Quizá se reían de ella. La pobre mujer llevaba dieciocho años encorvada, sin poderse enderezar. Probablemente, la despreciaran como a una maldita. Algo malo habrían hecho, ella o sus padres, para merecer semejante enfermedad.

Los ojos del Señor la miran. Y ven lo que nadie ve. Una cuerda invisible con la que su cuello está atado a tierra. Como un animal atado al pesebre, que puede comer, pero no puede acercarse a beber al arroyo. Comemos suelo y bebemos cielo. Más allá de aquella mujer, ve Jesús a los hijos de Adán, encadenados a la tierra, de la que llenan su vientre, pero incapaces de mirar al cielo, de donde brota el agua que sacia el alma.

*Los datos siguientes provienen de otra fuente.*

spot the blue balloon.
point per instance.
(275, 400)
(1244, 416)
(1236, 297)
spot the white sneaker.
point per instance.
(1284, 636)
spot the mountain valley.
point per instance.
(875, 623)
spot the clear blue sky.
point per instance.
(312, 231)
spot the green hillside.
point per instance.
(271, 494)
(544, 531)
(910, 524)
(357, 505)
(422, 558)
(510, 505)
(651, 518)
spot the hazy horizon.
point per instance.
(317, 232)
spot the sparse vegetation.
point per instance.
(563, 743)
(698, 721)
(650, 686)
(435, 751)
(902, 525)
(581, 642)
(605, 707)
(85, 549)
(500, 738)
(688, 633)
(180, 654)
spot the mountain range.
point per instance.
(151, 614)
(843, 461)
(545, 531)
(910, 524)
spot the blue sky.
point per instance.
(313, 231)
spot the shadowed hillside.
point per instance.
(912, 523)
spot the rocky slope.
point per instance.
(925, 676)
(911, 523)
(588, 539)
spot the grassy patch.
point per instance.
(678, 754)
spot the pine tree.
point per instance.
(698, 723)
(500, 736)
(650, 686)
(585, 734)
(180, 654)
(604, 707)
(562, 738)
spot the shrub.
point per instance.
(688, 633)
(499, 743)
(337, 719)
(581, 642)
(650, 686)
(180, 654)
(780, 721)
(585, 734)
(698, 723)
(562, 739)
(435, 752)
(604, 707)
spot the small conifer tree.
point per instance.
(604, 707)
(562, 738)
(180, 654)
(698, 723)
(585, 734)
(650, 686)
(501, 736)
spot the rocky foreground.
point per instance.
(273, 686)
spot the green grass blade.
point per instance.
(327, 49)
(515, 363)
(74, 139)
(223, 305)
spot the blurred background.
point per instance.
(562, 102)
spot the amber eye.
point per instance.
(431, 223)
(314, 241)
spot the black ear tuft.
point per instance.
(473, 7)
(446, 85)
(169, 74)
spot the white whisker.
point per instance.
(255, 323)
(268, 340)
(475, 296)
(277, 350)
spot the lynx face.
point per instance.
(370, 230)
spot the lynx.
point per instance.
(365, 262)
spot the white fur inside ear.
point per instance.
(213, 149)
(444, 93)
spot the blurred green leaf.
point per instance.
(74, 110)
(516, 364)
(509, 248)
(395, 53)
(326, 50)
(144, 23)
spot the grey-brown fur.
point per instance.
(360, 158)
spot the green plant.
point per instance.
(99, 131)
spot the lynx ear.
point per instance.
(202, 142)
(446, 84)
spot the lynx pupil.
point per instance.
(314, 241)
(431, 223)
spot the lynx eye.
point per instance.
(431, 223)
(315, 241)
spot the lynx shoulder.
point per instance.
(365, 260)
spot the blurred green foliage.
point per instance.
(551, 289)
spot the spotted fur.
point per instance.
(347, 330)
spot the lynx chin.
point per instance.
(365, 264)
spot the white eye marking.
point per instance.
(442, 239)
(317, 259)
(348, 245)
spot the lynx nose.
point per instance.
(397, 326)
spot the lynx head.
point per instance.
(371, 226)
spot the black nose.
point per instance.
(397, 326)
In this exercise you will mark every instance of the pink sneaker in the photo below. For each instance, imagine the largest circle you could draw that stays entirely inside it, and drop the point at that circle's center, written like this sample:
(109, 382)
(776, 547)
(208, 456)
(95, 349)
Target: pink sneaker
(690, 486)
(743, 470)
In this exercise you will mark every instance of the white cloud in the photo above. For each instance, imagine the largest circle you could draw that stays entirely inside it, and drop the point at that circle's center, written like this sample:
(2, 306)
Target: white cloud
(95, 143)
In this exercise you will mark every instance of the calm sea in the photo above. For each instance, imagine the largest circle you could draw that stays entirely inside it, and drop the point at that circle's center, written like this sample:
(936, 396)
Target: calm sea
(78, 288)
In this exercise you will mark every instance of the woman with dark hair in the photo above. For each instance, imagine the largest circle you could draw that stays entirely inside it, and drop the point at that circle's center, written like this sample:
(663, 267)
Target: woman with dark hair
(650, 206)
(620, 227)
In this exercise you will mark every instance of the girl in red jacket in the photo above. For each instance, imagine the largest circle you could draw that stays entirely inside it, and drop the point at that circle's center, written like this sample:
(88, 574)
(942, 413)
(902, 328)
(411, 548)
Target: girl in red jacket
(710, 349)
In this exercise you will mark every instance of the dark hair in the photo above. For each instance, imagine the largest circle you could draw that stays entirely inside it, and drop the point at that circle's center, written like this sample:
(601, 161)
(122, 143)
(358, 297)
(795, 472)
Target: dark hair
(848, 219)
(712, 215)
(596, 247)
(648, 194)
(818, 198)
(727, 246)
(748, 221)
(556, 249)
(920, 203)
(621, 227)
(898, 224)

Hipócritas –increpa a los fariseos, quienes se quejan de que el Señor la haya curado en sábado– cualquiera de vosotros, ¿no desata en sábado su buey o su burro del pesebre, y los lleva a abrevar?

¿No ha hecho lo mismo el Señor contigo y conmigo? ¿De cuántas ataduras te ha liberado para que puedas beber cielo en su costado? Da gracias. Y recuerda que, si te ha desatado, es para que emplees tu vida en amarlo y alabarlo. Eres hijo de Dios.